The Prado series by Jan the Elder and Rubens were already listed in the inventory of the Alcázar in 1636, which provides a terminus ante quem for the present series, which was painted in Antwerp. The inventory noted that the set was given by the Duke of Neuberg, in all probability the Count Palatine and Duke Wolfgang Wilhelm von der Pfalz-Neuberg, to the Cardinal Infant Ferdinand, who in turn gifted them to the Duke of Medina de las Torres. The Duke had converted to Roman Catholicism and became an important ally to the Spanish crown as the ruler of the Duchy of Cleves, which was united with the Duchy of Jülich and was a central point of debate between the Habsburgs and the Dutch during the Twelve Years’ Truce (1609-21). While it is not known when the Duke himself acquired the Prado series, the evident references to the Archducal couple, Albert and Isabella, in the paintings suggest the set may well have been executed for them and that they gifted the paintings to the Duke for raisons d’état. The Duke died in 1628 and the paintings must have arrived in Spain before 10 April 1633, the day in which the Cardinal Infant left Spain for the Netherlands via Genoa, to provide time for him to gift them on.
Much like the Prado set, this series was in all probability an important commission, though the identify of its patron is unknown. The paintings first appear in 1720 in the possession of the Emperor Charles VI in Vienna. The original patron may well have been a cleric, owing to a notable difference in this series, most evident in the depiction of Smell: while in the Prado painting the personifications tend to be nude or semi-nude, in this series they are draped. Dictates of decency required that personifications be depicted in such fashion. It has further been suggested that this individual may have owned Rubens’ Virgin and Child in Berlin, which Jan the Younger substituted for a similar but not identical painting seen in the right foreground of his father’s depiction of Sight.

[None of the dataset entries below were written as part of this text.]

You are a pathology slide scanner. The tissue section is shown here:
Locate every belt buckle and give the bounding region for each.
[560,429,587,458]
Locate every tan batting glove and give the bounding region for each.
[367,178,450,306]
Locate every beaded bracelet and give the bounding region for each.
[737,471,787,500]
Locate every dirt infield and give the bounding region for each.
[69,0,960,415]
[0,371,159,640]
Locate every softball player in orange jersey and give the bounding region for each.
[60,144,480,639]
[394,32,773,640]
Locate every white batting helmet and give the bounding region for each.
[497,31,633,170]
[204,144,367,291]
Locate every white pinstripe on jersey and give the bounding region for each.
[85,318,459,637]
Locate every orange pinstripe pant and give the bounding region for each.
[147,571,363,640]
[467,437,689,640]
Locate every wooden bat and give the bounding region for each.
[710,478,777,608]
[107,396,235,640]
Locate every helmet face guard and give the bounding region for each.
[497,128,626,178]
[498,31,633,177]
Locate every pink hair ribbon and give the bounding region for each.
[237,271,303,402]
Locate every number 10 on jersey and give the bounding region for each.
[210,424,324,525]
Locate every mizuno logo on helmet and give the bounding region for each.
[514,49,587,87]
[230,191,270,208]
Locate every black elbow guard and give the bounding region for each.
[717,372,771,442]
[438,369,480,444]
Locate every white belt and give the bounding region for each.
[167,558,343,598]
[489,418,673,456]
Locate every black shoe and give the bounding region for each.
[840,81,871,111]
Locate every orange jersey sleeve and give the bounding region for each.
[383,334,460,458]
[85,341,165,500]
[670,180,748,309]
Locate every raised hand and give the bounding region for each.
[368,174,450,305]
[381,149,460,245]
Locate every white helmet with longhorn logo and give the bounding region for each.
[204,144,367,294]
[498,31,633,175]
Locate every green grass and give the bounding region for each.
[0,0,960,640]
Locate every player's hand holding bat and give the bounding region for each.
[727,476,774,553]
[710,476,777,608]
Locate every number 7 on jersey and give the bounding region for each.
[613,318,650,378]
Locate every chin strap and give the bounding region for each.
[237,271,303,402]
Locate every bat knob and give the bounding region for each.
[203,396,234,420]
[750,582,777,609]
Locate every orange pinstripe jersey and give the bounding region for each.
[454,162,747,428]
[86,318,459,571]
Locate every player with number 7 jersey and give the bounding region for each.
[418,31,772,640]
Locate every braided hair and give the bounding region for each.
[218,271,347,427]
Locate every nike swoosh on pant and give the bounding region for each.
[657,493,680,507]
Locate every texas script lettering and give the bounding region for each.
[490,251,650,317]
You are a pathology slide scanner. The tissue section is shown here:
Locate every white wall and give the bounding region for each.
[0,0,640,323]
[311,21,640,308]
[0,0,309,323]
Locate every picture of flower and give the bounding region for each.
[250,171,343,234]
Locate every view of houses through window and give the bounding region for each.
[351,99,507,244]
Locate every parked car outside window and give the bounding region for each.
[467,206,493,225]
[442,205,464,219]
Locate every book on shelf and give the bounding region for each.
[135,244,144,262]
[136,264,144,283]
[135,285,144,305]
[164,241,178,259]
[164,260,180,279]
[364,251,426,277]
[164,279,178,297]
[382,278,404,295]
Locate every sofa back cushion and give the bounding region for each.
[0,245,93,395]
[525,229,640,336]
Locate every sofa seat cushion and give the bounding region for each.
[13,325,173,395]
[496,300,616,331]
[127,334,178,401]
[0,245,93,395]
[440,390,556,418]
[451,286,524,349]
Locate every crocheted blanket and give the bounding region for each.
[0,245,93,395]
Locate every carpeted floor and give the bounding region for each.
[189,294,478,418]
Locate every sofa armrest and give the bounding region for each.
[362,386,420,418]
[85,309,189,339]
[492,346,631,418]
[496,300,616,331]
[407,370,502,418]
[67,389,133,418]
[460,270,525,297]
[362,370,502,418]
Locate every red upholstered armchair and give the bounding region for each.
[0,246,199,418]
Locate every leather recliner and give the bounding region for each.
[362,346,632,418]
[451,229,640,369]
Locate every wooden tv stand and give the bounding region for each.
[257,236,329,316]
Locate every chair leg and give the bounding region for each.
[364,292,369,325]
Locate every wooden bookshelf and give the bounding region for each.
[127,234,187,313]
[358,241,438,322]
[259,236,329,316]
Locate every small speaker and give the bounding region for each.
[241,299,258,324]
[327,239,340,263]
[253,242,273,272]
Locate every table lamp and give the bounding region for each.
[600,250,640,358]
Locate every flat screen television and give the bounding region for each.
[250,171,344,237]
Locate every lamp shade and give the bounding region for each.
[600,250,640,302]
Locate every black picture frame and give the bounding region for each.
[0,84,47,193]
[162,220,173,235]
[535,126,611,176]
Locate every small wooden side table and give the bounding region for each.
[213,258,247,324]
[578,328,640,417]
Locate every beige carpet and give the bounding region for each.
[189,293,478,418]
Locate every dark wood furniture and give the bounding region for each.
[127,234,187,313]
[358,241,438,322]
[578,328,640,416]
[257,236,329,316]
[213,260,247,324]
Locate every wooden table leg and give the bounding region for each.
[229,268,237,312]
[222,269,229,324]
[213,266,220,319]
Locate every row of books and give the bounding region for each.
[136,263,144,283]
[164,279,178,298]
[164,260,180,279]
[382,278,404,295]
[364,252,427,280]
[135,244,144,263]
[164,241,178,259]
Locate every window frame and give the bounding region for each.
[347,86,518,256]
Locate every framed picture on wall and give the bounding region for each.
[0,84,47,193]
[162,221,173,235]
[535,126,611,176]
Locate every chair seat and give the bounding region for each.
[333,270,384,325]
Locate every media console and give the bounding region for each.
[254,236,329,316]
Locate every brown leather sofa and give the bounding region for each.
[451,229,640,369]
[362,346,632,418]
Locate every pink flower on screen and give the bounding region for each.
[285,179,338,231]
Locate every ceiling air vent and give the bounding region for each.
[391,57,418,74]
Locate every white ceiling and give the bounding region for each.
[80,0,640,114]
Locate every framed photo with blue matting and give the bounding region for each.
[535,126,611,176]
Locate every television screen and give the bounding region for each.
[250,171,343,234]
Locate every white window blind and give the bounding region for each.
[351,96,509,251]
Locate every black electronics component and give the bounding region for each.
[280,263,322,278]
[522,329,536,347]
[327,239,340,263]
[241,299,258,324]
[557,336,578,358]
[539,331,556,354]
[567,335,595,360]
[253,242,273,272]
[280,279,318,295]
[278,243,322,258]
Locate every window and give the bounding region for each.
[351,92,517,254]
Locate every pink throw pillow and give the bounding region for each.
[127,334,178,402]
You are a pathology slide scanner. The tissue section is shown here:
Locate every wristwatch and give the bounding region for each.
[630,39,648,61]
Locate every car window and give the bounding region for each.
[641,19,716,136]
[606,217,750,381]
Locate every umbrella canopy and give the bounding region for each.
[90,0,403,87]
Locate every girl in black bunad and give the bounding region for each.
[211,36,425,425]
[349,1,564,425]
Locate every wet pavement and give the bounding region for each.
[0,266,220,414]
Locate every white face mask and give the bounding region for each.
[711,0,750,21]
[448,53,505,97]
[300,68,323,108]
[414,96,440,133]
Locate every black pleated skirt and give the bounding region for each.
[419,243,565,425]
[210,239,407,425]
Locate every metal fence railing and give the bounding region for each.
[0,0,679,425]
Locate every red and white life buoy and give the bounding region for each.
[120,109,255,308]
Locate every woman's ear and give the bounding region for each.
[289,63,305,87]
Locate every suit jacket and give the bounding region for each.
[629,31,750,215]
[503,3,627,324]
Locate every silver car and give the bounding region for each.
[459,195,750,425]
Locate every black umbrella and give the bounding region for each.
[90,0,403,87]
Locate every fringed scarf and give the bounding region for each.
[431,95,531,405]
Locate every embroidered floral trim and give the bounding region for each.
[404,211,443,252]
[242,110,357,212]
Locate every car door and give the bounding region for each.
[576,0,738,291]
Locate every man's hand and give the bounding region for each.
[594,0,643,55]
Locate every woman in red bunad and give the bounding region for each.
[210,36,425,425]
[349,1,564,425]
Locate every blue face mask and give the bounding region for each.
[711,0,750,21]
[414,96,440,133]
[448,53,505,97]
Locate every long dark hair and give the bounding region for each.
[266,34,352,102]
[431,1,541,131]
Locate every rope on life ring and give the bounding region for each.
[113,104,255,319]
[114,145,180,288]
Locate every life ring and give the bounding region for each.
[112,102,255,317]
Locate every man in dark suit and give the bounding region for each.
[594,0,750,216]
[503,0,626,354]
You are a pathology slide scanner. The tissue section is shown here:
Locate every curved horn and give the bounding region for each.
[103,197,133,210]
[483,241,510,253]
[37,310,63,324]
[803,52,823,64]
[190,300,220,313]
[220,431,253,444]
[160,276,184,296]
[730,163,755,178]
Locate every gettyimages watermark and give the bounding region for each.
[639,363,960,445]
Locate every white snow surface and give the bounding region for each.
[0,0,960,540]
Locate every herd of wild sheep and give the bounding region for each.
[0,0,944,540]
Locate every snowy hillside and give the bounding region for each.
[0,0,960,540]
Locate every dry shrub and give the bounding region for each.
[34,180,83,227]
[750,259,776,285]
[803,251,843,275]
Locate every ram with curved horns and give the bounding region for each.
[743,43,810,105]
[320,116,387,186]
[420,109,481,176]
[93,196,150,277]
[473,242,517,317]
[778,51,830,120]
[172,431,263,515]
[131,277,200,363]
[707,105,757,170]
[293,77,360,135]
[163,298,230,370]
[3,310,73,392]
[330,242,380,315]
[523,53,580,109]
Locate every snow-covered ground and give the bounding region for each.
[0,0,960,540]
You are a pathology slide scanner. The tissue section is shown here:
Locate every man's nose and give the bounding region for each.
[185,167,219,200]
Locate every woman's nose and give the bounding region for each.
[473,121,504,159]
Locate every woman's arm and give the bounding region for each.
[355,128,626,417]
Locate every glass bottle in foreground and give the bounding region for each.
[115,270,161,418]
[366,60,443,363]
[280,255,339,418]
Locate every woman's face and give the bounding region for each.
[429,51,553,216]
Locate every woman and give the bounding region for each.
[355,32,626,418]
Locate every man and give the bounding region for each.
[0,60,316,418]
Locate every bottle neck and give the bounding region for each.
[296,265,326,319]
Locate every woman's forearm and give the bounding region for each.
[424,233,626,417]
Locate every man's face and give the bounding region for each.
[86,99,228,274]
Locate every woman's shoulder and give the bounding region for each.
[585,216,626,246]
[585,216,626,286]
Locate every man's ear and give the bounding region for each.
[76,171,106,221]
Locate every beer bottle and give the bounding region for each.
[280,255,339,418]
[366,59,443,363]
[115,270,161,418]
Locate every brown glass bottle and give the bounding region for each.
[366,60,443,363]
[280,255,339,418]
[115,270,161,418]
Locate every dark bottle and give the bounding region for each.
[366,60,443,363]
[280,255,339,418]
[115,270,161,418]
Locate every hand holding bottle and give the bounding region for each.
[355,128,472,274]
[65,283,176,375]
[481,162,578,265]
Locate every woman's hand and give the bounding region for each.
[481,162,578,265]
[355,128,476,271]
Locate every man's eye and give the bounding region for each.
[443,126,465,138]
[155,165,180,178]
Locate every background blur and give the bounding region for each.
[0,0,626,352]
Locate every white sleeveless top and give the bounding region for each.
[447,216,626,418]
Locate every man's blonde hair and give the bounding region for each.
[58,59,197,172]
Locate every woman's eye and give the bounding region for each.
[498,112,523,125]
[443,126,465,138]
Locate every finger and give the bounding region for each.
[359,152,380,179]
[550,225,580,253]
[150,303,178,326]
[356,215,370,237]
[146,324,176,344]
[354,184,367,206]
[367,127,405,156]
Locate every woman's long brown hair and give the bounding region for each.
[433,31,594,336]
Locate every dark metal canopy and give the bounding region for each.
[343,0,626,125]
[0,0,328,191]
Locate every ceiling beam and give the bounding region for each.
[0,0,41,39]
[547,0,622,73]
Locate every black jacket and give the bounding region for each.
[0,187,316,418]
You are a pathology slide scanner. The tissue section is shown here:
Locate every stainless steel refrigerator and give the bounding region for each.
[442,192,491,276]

Series of the Seasons, Months of the Year and Four Elements proved exceedingly popular in both painting and print in the Lowlands in the late sixteenth and seventeenth centuries. However, Brueghel and Rubens updated the earlier Mannerist traditions by adapting them to the then-fashionable depictions of collector’s cabinets and market scenes of the type popularized by Joachim Beuckelaer. It is in works like the Prado and present series that this revolution found its fullest expression.